As shown in Fig. 3, SEM mainly improves the excitation module of attention modules, and its specific structure can be divided into two submodules: decision module and switching module. The feature map of the current network layer is defined as $x\in R^{C\times H\times W}$ , and the calculation process of the attention value of $x$ is as follows. First, a global average pooling denoted as GAP( $\cdot$ ) is applied to extract global information from features in the squeeze module as shown in Eq.(1).

m=\textbf{GAP}(x),

(1)

where $m\in R^{C\times 1\times 1}$ is the global information embedding. Then, we use $m$ as the input of decision module and switching module respectively.

A decision network is designed in the decision module to generate a decision vector $w\in R^{N}$ for selecting excitation operators. Based on the decision vector $w$ , we design the switching module to select and integrate excitation operators. The switching module includes a set of excitation operators EO. The size of EO is defined as $N$ , and $eo_{i},i\in(0,N]$ is the element of EO, representing the alternative excitation operator.
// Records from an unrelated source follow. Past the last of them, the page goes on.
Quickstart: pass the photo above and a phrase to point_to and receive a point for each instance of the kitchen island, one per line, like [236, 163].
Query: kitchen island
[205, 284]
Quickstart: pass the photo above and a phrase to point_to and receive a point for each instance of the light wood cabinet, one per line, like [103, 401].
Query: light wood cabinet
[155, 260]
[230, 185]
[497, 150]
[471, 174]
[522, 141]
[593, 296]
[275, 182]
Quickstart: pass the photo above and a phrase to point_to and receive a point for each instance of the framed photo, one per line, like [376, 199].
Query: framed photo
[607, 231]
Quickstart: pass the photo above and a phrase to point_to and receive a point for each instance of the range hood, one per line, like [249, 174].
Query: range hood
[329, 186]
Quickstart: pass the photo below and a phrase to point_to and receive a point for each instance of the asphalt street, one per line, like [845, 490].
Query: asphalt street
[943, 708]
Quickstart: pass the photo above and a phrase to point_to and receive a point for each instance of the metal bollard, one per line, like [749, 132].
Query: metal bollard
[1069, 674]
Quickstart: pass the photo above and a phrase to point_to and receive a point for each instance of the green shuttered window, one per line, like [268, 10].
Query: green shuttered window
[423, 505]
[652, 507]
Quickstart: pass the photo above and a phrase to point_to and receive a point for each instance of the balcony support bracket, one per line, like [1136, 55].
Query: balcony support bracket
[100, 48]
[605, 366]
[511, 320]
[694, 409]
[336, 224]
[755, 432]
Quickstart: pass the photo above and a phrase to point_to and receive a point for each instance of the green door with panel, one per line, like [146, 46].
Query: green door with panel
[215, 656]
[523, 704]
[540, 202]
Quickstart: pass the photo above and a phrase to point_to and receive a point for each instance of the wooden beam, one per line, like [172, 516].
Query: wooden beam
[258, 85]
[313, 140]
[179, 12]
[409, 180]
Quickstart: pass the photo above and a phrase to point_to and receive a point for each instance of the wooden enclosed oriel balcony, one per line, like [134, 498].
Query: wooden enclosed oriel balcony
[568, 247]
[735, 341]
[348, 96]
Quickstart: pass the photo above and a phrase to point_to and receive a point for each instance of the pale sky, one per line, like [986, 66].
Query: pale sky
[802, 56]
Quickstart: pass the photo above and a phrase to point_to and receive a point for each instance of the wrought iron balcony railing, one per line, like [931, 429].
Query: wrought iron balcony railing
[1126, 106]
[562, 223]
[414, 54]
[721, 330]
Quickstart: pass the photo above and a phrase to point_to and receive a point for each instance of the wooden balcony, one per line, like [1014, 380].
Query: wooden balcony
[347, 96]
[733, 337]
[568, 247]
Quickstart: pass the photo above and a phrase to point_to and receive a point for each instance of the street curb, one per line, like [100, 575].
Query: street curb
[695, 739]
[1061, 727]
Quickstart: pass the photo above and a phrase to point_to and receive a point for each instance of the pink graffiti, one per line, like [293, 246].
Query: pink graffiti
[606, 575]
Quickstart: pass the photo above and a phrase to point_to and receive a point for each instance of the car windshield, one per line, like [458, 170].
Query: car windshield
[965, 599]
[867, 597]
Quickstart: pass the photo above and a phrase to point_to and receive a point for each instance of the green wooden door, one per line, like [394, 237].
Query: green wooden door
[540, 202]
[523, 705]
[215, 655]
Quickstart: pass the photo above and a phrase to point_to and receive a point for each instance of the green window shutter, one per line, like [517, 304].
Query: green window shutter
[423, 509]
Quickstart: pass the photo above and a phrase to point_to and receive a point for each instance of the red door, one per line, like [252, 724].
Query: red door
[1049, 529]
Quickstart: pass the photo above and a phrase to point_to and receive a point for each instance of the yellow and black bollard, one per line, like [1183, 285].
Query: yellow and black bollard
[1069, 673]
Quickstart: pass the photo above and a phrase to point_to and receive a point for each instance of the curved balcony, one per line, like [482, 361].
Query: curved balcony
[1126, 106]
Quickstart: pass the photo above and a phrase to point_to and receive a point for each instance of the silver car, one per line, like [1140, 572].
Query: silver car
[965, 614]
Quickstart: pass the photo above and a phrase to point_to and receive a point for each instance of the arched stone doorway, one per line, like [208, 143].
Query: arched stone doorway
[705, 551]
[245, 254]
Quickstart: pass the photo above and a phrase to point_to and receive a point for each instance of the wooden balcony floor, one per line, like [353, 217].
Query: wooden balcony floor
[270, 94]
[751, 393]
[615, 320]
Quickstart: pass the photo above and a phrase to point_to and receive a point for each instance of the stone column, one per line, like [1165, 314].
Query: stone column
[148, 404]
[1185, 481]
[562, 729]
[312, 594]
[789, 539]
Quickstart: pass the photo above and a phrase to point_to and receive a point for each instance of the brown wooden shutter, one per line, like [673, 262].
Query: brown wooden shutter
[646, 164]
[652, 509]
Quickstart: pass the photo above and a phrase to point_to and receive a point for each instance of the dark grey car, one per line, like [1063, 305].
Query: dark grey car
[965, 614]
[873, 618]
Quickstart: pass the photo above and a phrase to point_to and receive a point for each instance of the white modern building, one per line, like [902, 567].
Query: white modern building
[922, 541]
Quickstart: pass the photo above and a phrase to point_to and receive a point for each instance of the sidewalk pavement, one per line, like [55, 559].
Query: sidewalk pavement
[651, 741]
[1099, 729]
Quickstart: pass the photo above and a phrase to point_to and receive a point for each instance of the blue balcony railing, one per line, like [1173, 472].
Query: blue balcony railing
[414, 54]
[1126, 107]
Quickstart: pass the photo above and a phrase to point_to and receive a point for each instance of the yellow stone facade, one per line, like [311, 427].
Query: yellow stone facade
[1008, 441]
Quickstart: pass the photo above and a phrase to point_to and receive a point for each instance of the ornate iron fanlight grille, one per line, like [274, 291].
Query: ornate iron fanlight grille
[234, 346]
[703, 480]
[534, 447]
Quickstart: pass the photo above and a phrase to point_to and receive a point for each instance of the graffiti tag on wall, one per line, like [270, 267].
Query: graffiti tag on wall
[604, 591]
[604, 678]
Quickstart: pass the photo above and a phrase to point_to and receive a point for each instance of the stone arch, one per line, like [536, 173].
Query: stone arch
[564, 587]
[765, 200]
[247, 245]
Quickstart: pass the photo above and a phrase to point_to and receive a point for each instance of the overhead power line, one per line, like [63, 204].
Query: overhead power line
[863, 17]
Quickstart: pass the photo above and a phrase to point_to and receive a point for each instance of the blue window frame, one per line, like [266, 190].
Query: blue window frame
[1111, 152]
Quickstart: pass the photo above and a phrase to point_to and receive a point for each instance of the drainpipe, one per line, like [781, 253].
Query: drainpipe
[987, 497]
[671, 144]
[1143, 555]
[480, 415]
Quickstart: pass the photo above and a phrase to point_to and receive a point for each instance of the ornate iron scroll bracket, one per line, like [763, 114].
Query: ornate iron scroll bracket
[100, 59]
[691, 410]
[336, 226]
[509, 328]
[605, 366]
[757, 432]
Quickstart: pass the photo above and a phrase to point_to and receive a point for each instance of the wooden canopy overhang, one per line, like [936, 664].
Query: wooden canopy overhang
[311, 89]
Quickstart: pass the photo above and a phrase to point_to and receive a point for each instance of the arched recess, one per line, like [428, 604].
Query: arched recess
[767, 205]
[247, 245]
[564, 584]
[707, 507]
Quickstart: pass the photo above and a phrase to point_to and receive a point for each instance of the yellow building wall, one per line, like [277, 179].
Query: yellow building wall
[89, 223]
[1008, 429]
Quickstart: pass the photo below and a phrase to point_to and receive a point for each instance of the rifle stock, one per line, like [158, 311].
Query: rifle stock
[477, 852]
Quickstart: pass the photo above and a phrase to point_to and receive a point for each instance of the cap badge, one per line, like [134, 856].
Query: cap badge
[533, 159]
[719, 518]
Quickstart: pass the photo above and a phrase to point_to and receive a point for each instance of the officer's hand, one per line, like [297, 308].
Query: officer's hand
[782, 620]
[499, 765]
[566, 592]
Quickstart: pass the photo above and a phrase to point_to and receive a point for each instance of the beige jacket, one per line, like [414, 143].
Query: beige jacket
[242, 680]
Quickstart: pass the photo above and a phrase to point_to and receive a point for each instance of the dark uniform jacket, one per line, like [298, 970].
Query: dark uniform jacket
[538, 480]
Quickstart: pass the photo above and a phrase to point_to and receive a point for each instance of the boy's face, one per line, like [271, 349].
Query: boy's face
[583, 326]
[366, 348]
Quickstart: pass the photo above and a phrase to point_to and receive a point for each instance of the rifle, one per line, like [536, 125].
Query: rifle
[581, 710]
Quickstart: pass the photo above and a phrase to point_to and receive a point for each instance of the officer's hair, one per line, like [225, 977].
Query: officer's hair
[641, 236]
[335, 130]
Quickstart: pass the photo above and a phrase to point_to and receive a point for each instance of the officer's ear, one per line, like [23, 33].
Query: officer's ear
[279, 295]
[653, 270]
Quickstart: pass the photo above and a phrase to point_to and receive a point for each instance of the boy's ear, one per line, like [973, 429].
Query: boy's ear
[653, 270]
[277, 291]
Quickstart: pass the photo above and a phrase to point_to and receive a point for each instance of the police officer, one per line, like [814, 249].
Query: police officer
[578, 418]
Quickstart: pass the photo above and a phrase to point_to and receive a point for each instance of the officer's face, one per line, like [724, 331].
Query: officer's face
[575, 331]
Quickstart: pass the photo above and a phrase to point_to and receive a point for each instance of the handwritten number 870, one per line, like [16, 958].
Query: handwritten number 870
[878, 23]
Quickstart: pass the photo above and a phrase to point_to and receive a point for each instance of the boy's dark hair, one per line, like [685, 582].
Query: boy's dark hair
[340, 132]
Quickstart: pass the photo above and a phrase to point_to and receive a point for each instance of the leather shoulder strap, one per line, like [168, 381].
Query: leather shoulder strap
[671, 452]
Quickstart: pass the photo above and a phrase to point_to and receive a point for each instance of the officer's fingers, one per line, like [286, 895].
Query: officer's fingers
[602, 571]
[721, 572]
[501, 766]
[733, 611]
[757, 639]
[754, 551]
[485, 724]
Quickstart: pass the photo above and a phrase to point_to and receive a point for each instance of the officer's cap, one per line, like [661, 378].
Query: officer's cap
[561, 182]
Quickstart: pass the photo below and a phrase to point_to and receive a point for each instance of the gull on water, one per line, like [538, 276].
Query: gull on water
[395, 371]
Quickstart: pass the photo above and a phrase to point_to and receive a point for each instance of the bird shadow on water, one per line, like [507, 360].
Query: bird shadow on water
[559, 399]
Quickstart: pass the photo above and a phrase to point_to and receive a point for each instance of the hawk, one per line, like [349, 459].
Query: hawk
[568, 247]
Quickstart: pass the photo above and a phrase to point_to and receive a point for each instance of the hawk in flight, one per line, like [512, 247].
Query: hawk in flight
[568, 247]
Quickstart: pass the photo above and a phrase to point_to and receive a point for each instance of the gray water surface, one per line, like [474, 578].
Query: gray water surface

The switching module designs the strategy to calculate the attention feature map $v\in R^{C\times 1\times 1}$ based on $w$ .

Then, through the attention feature map $v$ , we calculate the feature map $x_{\textbf{att}}\in R^{C\times H\times W}$ by integrating the attention information through Eq.(2).

x_{\textbf{att}}=x\odot v,

(2)

where $\odot$ is dot product. We explain the details of each module below.

3.2 Decision Module

In order to automatically select the appropriate excitation operators for different network layers and scenarios, we design a decision module, which can generate decision weight $w$ for selecting excitation operators.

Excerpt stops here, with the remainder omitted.